10 Commits

Author SHA1 Message Date
Elena Agostini
579147d7aa gpudev: remove unnecessary memory barrier
Remove unnecessary rte_gpu_wmb from rte_gpu_comm_populate_list_pkts.
It causes a performance degradation in case of NVIDIA GPU V100.

This change doesn't affect any functionality as the status resides
in CPU registered memory.

Fixes: c7ebd65c1372 ("gpudev: add communication list")

Signed-off-by: Elena Agostini <eagostini@nvidia.com>
2021-11-26 12:26:46 +01:00
Elena Agostini
1674c56dc3 gpudev: manage null parameters in memory functions
The gpudev functions free, register and unregister
return gracefully if input pointer is NULL or size 0,
as API doc was indicating no-op accepted values.

CUDA driver checks are removed because redundant
with the checks added in gpudev library.

Fixes: e818c4e2bf50 ("gpudev: add memory API")

Signed-off-by: Elena Agostini <eagostini@nvidia.com>
2021-11-24 09:38:43 +01:00
Elena Agostini
c7ebd65c13 gpudev: add communication list
In heterogeneous computing system, processing is not only in the CPU.
Some tasks can be delegated to devices working in parallel.
When mixing network activity with task processing there may be the need
to put in communication the CPU with the device in order to synchronize
operations.

An example could be a receive-and-process application
where CPU is responsible for receiving packets in multiple mbufs
and the GPU is responsible for processing the content of those packets.

The purpose of this list is to provide a buffer in CPU memory visible
from the GPU that can be treated as a circular buffer
to let the CPU provide fondamental info of received packets to the GPU.
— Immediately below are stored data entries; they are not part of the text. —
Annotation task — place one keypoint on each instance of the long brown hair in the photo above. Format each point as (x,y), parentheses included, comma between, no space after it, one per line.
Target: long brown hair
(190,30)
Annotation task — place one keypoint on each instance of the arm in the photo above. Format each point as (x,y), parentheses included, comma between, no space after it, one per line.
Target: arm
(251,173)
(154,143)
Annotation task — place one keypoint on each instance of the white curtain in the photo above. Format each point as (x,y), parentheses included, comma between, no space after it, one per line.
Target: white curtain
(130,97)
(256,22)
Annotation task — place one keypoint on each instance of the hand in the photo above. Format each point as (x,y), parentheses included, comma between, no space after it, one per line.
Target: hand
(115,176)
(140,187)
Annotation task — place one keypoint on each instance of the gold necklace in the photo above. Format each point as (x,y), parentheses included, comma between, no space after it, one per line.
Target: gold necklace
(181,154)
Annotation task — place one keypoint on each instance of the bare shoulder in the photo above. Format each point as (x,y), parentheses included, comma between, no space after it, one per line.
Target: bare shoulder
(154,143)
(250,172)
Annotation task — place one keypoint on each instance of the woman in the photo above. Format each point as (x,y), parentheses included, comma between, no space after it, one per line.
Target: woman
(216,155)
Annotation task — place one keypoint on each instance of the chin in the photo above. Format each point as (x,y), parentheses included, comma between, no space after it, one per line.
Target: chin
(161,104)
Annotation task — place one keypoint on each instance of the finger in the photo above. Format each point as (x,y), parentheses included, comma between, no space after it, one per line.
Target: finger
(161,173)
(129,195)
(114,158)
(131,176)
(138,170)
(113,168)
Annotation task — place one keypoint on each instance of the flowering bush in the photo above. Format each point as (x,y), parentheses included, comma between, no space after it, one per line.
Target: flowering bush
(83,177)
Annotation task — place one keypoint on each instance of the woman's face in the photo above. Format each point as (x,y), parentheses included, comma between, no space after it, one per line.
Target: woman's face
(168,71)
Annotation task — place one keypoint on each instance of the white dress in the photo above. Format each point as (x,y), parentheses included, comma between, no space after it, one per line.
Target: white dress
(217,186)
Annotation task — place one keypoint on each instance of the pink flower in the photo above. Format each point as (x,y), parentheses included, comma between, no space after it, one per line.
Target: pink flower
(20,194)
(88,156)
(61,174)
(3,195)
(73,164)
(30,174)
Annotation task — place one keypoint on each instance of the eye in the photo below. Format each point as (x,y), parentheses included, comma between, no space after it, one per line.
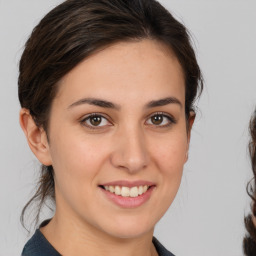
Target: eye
(161,120)
(95,120)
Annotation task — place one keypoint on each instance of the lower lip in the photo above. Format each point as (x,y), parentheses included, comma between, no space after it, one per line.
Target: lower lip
(129,202)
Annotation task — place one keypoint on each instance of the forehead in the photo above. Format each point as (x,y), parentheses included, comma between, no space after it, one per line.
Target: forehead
(126,70)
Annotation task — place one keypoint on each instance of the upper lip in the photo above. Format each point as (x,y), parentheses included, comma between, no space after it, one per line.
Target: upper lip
(129,184)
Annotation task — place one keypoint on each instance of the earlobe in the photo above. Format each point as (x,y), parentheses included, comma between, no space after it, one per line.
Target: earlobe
(36,137)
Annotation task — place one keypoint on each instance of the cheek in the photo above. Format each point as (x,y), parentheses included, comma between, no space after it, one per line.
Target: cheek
(170,155)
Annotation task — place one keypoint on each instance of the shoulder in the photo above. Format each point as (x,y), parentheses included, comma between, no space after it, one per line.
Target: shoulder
(162,251)
(38,246)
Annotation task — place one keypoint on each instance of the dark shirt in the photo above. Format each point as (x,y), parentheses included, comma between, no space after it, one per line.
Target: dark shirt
(38,245)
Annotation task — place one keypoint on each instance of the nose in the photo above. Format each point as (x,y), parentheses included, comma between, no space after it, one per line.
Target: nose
(130,151)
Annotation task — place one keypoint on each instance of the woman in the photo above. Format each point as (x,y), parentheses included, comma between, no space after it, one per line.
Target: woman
(107,91)
(250,220)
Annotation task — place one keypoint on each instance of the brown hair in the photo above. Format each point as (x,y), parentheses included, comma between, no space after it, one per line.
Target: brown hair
(249,242)
(73,31)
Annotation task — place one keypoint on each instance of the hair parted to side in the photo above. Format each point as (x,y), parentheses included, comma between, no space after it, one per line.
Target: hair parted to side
(249,242)
(75,30)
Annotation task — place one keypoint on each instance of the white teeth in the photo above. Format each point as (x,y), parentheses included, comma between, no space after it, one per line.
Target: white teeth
(117,190)
(111,189)
(134,192)
(127,192)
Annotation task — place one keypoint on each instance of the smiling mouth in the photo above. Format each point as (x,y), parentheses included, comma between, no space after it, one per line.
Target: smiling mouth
(126,191)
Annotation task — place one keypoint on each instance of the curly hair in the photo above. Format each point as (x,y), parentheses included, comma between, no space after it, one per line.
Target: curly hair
(249,242)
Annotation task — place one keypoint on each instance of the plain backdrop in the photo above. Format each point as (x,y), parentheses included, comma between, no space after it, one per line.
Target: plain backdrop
(206,217)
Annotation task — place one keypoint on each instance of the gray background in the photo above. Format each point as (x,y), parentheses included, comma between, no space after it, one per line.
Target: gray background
(206,218)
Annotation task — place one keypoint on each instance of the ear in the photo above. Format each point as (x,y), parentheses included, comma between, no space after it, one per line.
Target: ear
(190,123)
(36,137)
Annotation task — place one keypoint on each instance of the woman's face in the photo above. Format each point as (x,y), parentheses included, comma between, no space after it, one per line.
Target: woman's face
(117,126)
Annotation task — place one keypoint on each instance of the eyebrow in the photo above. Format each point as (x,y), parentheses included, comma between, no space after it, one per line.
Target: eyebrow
(107,104)
(163,102)
(95,102)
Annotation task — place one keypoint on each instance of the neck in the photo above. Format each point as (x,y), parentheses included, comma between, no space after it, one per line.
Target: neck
(76,238)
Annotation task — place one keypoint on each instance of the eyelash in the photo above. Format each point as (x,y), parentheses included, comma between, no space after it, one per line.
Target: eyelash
(171,120)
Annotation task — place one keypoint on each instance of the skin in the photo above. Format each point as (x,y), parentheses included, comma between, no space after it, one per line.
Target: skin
(127,145)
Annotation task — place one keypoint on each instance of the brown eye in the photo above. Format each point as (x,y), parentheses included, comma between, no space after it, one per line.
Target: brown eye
(95,120)
(161,120)
(157,119)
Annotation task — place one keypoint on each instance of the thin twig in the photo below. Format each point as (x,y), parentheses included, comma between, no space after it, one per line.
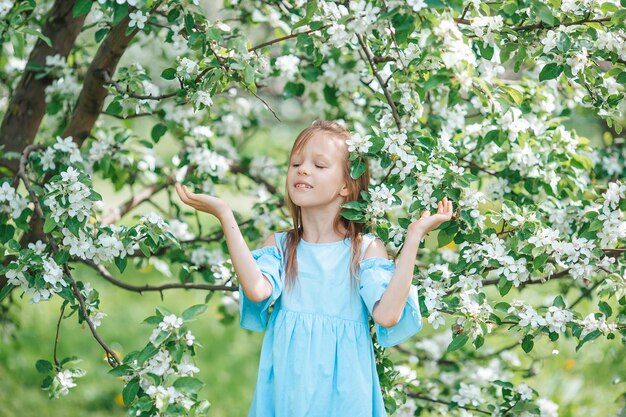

A possible use-case is described below.

CPU:
- Trigger some task on the GPU
- in a loop:
    - receive a number of packets
    - provide packets info to the GPU

GPU:
- Do some pre-processing
- Wait to receive a new set of packet to be processed

Layout of a communication list would be:

     -------
    |   0    | => pkt_list
    | status |
    | #pkts  |
     -------
    |   1    | => pkt_list
    | status |
    | #pkts  |
     -------
    |   2    | => pkt_list
    | status |
    | #pkts  |
     -------
    |  ....  | => pkt_list
     -------

Signed-off-by: Elena Agostini <eagostini@nvidia.com>
2021-11-08 17:20:53 +01:00
Elena Agostini
f56160a255 gpudev: add communication flag
In heterogeneous computing system, processing is not only in the CPU.
Some tasks can be delegated to devices working in parallel.
When mixing network activity with task processing there may be the need
to put in communication the CPU with the device in order to synchronize
operations.

The purpose of this flag is to allow the CPU and the GPU to
exchange ACKs. A possible use-case is described below.

CPU:
- Trigger some task on the GPU
- Prepare some data
- Signal to the GPU the data is ready updating the communication flag

GPU:
- Do some pre-processing
- Wait for more data from the CPU polling on the communication flag
- Consume the data prepared by the CPU

Signed-off-by: Elena Agostini <eagostini@nvidia.com>
2021-11-08 17:20:53 +01:00
Elena Agostini
2d61b429cf gpudev: add memory barrier
Add a function for the application to ensure the coherency
of the writes executed by another device into the GPU memory.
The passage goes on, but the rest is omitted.